As per usual, the event is free and open to everyone interested. Snacks, coffee, and tea provided.
Abstract
Texas Fever was and is a cattle disease transmitted by a tick. After almost seven decades of research, conflicts, and sickly animals, the ticks were said to be eradicated from Texas in 1943, but this is not entirely true. Today, from biosecurity programs situated in Texas and funded by the U.S. Department of Agriculture, the ticks are remotely monitored throughout Central America, where it is still endemic and from where it is still perceived as a threat to the American cattle industry. But this paper goes back to the mid-nineteenth century, when Texas Fever was devastating cattle raisers across the United States, to investigate where biosecurity programs like this one come from. Namely, I am interested in the way it emerges from disputes over jurisdiction.
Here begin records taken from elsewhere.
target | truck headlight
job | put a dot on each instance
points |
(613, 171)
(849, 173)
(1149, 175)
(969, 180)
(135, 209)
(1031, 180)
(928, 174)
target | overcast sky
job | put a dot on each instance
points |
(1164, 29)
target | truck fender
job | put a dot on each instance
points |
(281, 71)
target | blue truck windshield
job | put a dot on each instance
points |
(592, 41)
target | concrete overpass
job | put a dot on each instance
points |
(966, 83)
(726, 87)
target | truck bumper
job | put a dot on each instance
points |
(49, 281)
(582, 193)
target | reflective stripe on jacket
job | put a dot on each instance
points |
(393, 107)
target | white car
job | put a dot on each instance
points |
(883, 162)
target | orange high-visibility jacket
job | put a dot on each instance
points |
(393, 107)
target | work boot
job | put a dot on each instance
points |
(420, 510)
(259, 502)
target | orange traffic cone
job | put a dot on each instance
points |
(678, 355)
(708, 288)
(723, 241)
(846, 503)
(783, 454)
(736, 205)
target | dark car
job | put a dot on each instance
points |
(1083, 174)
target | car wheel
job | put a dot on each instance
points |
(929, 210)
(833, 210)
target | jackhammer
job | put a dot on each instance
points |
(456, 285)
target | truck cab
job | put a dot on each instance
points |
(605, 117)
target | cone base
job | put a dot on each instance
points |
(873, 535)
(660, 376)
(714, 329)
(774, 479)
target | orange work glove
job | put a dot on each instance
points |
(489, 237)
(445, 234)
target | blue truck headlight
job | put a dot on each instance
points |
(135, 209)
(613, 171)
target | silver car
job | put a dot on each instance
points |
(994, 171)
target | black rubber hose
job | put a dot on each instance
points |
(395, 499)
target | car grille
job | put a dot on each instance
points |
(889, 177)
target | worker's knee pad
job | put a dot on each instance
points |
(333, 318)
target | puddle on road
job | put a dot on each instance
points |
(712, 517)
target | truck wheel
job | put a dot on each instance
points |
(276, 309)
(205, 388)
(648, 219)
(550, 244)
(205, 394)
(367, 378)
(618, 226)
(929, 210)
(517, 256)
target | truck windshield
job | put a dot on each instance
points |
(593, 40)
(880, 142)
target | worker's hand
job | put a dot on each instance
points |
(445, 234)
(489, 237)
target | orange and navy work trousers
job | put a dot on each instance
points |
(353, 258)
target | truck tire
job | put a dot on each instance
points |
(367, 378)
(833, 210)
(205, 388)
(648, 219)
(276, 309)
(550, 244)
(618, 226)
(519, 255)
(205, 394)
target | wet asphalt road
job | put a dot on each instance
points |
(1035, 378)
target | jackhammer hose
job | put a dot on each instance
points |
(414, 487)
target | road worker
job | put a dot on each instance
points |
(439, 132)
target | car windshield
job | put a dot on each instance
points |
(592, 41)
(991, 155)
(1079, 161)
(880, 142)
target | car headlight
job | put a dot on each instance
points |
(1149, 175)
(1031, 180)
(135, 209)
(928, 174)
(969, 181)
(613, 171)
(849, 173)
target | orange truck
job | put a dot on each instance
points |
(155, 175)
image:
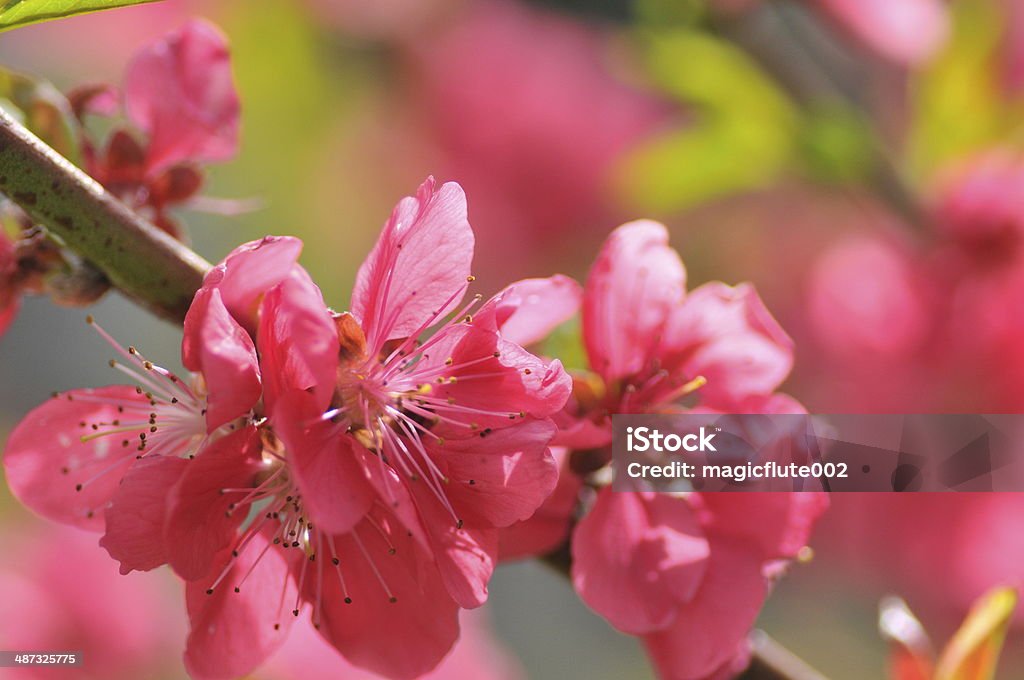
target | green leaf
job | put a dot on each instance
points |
(957, 102)
(14, 13)
(42, 109)
(740, 136)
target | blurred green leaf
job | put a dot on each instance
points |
(958, 107)
(741, 134)
(974, 651)
(836, 143)
(565, 342)
(14, 13)
(43, 110)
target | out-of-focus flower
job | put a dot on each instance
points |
(307, 656)
(122, 626)
(687, 574)
(9, 293)
(179, 94)
(384, 18)
(973, 653)
(905, 31)
(530, 116)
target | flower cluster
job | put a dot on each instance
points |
(363, 466)
(357, 465)
(179, 95)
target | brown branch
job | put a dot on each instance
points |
(139, 259)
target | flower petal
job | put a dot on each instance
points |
(298, 342)
(710, 629)
(637, 558)
(502, 477)
(201, 520)
(180, 92)
(422, 617)
(45, 457)
(636, 281)
(224, 353)
(726, 335)
(419, 266)
(135, 517)
(534, 307)
(232, 633)
(330, 467)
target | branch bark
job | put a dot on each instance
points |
(138, 258)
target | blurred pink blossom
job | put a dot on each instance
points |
(124, 627)
(907, 32)
(307, 656)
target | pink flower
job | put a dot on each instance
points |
(905, 31)
(66, 460)
(688, 575)
(476, 655)
(392, 461)
(179, 93)
(8, 290)
(123, 626)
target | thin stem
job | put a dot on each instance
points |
(138, 258)
(811, 70)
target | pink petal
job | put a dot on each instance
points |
(547, 528)
(534, 307)
(135, 517)
(635, 283)
(637, 558)
(500, 478)
(45, 457)
(465, 556)
(710, 629)
(199, 526)
(778, 524)
(419, 266)
(423, 618)
(907, 32)
(298, 341)
(499, 377)
(232, 633)
(223, 352)
(330, 467)
(245, 275)
(726, 335)
(179, 91)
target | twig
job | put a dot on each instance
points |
(139, 259)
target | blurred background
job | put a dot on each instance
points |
(859, 162)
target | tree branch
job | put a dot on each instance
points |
(138, 258)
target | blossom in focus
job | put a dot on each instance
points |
(179, 95)
(88, 453)
(475, 655)
(668, 567)
(125, 627)
(393, 441)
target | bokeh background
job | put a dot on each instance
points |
(860, 162)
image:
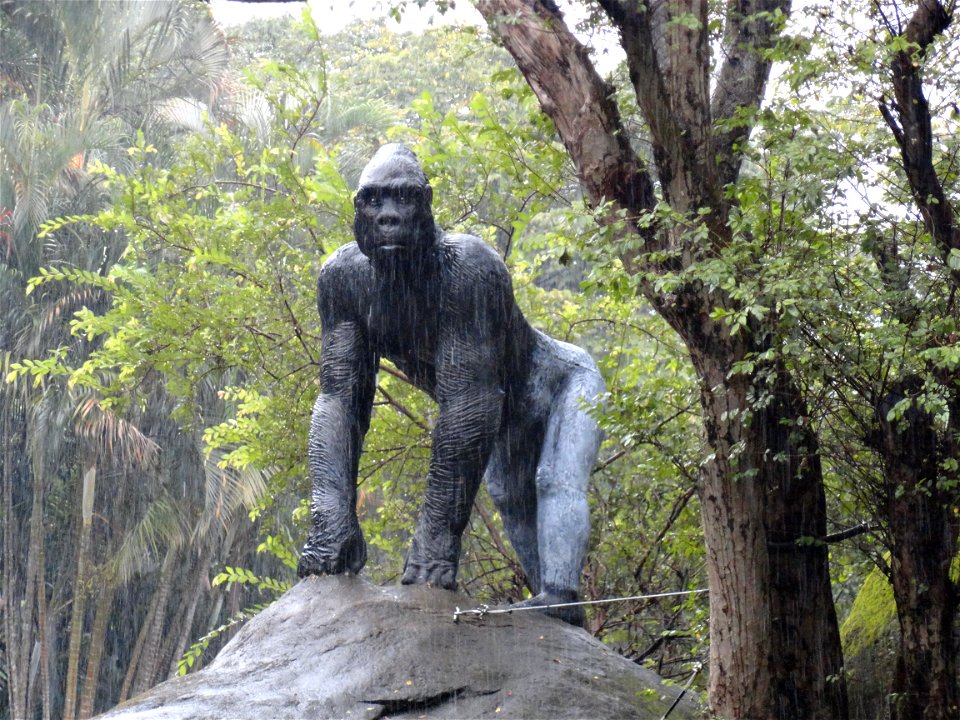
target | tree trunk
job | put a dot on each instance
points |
(28, 609)
(149, 660)
(732, 503)
(80, 589)
(923, 543)
(201, 583)
(921, 493)
(15, 681)
(101, 620)
(806, 644)
(45, 695)
(775, 649)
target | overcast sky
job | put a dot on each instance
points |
(333, 16)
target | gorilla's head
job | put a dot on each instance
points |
(393, 219)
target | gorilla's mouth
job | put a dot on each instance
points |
(389, 242)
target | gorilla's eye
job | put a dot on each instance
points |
(406, 195)
(371, 197)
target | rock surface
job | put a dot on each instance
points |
(340, 647)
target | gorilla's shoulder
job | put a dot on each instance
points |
(344, 278)
(469, 251)
(346, 267)
(346, 258)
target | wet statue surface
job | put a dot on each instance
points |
(511, 399)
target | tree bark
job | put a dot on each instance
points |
(80, 590)
(101, 621)
(149, 659)
(775, 649)
(922, 534)
(15, 681)
(923, 542)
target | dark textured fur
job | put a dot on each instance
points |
(441, 308)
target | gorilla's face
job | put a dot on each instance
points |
(393, 217)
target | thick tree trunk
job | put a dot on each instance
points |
(923, 543)
(921, 496)
(924, 684)
(775, 649)
(732, 501)
(806, 645)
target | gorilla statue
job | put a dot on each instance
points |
(511, 400)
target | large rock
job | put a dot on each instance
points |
(340, 647)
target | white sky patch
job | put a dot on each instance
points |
(331, 17)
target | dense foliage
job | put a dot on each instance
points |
(160, 236)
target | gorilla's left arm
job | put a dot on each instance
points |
(469, 390)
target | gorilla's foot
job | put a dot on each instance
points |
(572, 614)
(440, 573)
(323, 556)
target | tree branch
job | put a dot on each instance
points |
(915, 136)
(558, 69)
(749, 31)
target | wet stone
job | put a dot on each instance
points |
(341, 647)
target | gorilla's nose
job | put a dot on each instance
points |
(388, 220)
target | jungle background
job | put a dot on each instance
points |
(169, 189)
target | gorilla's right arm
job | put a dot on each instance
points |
(341, 417)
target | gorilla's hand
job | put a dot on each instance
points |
(572, 614)
(325, 556)
(431, 572)
(433, 559)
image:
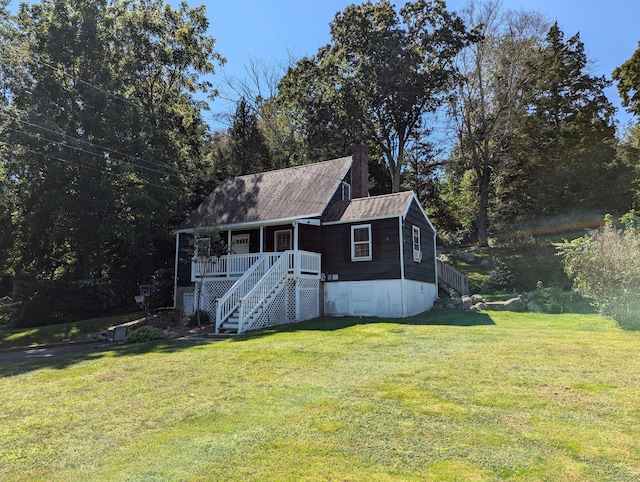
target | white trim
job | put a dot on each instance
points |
(417, 253)
(401, 243)
(256, 224)
(275, 240)
(369, 241)
(175, 272)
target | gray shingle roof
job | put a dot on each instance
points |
(302, 191)
(369, 208)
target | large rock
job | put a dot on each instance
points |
(515, 304)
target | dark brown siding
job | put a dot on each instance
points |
(183, 271)
(425, 270)
(310, 238)
(336, 252)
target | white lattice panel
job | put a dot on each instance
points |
(211, 291)
(309, 299)
(282, 308)
(274, 314)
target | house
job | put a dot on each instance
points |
(306, 241)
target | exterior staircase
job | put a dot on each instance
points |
(252, 294)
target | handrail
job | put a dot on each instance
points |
(231, 264)
(256, 297)
(228, 303)
(450, 276)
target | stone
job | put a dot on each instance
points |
(515, 304)
(475, 299)
(535, 307)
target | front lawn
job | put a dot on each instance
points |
(447, 395)
(74, 331)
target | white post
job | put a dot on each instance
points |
(261, 239)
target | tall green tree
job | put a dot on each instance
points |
(628, 78)
(565, 145)
(248, 149)
(105, 141)
(382, 72)
(487, 99)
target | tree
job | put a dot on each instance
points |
(249, 152)
(487, 97)
(381, 73)
(565, 145)
(605, 266)
(628, 78)
(106, 136)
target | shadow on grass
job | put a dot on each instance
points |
(435, 317)
(59, 358)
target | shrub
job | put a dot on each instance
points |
(144, 334)
(501, 275)
(205, 319)
(605, 267)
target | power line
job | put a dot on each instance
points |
(67, 161)
(93, 153)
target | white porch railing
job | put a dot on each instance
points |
(231, 299)
(257, 296)
(230, 265)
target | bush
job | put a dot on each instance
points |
(205, 319)
(47, 302)
(501, 275)
(144, 334)
(605, 266)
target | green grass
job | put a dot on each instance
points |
(77, 330)
(447, 395)
(528, 262)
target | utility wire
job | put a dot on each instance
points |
(67, 161)
(94, 153)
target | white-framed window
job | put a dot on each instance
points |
(346, 191)
(361, 243)
(240, 243)
(417, 251)
(282, 240)
(203, 248)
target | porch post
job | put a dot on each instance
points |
(296, 268)
(228, 251)
(261, 239)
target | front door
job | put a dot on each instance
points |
(240, 244)
(282, 240)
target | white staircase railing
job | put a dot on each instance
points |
(258, 295)
(230, 301)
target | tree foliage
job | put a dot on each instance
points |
(565, 145)
(628, 78)
(382, 72)
(105, 134)
(605, 266)
(487, 99)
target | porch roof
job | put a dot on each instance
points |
(296, 192)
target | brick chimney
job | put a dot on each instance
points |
(360, 172)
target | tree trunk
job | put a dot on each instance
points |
(483, 208)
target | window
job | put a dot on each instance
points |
(282, 240)
(346, 191)
(203, 247)
(417, 252)
(240, 243)
(361, 243)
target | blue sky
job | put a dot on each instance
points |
(268, 29)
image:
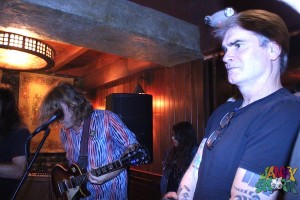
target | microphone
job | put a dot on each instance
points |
(56, 116)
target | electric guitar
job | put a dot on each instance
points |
(70, 183)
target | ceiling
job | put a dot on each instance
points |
(102, 41)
Working with archival documents, I examine how Texas cattle raisers, the newfound state of Texas, and the federal government made arrangements to find the origins of this cattle disease and mitigate its wide-ranging economic impacts. In doing so, I trace longstanding issues of distrust between these actors. The paper argues that disease and degeneration are constitutive of the economic and ecological formation of the American West, shaping its ongoing property relations, and ensuring Texas remain an anxious and vulnerable space for animal disease management through to the present.